Monday, August 13, 2007

I Found.




I Found.

There’s a Chinese saying that the best way to understand a person is to go through his trash? Or maybe it’s from the FBI rule book.

I moved from India to United States to pursue higher studies at the Institute of Design which entailed a heavy dose of ethnography and user research. ID differentiated from other colleges by the mantra “User Centric Design Approach”. During my two years there I learnt various methodologies and frameworks to understand the “user”. But they all seem very “intellectual” and conditioned. The whole act involved an ensemble of tools like camera, notebook, questionnaire, etc which made the research very staged and left the user highly conscious of my motives. I graduated with a Masters degree and all the tools in my bag but little knowledge of the inherent idiosyncrasies of the culture that thrived around me. The concoction of cultures that constitutes America puzzled me. I was so preoccupied with the courses and lectures that I missed out on experiencing the true squeaks and smells of the masses. I wanted to meet the everyday American, know what he does, what he thinks. Almost wished I could dress up in a black robe and have a bunch of people confess to me their deepest desires, dreams, fears, perceptions, aspirations. The stuff that makes people tick, and get out of bed ever morning. I needed something that could make me catch up all those lost years of growing up with them and empathize with this culture at its deepest crudest level.

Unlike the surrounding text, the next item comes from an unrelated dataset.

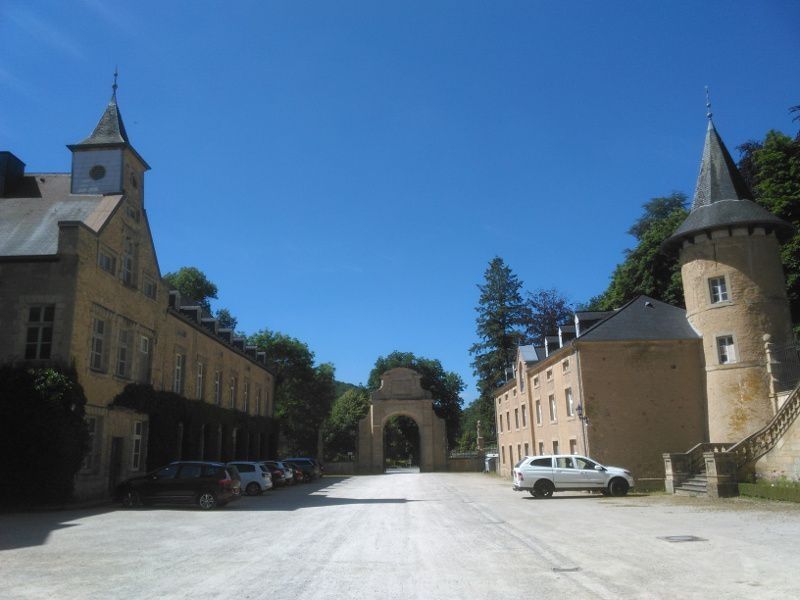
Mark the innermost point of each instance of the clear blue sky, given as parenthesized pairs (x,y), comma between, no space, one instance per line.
(345,171)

I came across this magazine called FOUND. I was amazed to find all my answers there. I laughed at some and was shocked by others. An of course there was also the dirty found. In all as I flipped through pages I was going through what people call cultural sensitization. The book was a collection of found stuff: love letters, birthday cards, kids' homework, to-do lists, ticket stubs, poetry on napkins, doodles-- anything that gives a glimpse into someone else's life. Anything goes. Here was a bundle of information, a lens to look through. Information people generated when they were least conscious of their surrounding many in their most honest hour.

Does user ethnography start with digging through the consumer trash or simply collecting found pieces? Objects and artifacts that people create tell stories. Many, many stories.